Mais uma vez, o trabalho conjunto de uma grande equipa que bem sabe o que faz!
Outra palavra
para os pormenores: tudo ali (ouso afirmar) foi minuciosamente estudado. Não
apenas, como é normal, a movimentação do actor, a tonalidade assumida da voz, o
gesto contido, ora displicente, ora cheio de vigor, mas também o preciso (e
precioso!) manuseio dos objectos espalhados pela sala, uma sala em que, mesmo sem
o querermos, nós, os espectadores, acabamos por nos sentir e situar. O bilhetinho
escondido naquela secreta ranhura, o objecto que sai de inesperada gaveta…
Os textos de apoio
Finalmente,
leia-se a documentação proposta nas folhas do programa.
Carlos Avilez
incita os jovens a apreciarem o Teatro, a fazerem Teatro, que «está naturalmente
envolvido na reforma social e promove a união humana e um sentido de comunidade
entre todos os que nele participam […]. O Teatro é revolucionário, grita contra
a opressão e resiste sempre». Para Avilez, Marco d’Almeida, «o jovenzinho que apareceu
na escola com aqueles olhos brilhantes e uma noção do que queria, ou seja, do seu
amor pelo teatro», Marco d’Almeida é «um exemplo e um orgulho», «só um grande actor»
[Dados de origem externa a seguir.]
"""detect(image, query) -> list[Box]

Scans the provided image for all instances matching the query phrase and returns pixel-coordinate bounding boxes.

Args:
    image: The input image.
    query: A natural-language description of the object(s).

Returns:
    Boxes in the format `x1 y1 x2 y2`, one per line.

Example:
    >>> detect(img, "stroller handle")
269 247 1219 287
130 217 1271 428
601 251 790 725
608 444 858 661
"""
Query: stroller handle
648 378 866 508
como ele «poderia representar» esta peça «sempre e ainda com os seus olhos
brilhantes».
Por seu turno,
João Vasco evoca o sólido percurso de Marco, que ganhou uma bolsa da Fundação
Gulbenkian para estudar em Londres e nos Estados Unidos, um «profissional rigorosíssimo,
com uma enorme cultura, emprega estudo profundo aos seus personagens». «Por
tudo isso», conclui, «admiro o seu enorme talento e sou fiel admirador do miúdo
de mochila às costas, naquele ano de 1993».
Do testemunho
de Marco d’Almeida, recorto os dois últimos parágrafos, que, como historiador, particularmente
me tocaram:
«No final da
peça, Doug Wright, o dramaturgo, pergunta-lhe se alguma vez ela deita fora peças
do seu museu por estarem velhas ou danificadas. Charlotte responde-lhe que não.
Devemos guardar tudo e mostrá-lo tal como é.
É importante mostrar
o que foi a nossa História, sob o perigo de a esquecer. Ou reescrevê-la».
A ler também a
entrevista que Justin Sanders fez a Doug Wright, em Março de 2021, para a
revista Creativefuture. Ilustrada com instantâneos de Charlotte, ocupa
as páginas 8 a 16 dos textos de apoio. Segue-se-lhe (pp. 16-29), sob o título «Retrato
de um enigma», em tradução de Miguel Graça, o relato do relacionamento de Doug
Wright com Charlotte, escrito em Outubro de 2003, recheado de informações acerca
dessa vida plena de peripécias.
Enfim, foi
tudo uma surpresa total! Pela personagem, pela peça, pela serena beleza que envolve
este acutilante grito de alerta! Também quem diz não gostar de teatro deve ir
ao Mirita Casimiro. Sairá de lá com um gosto bem diferente!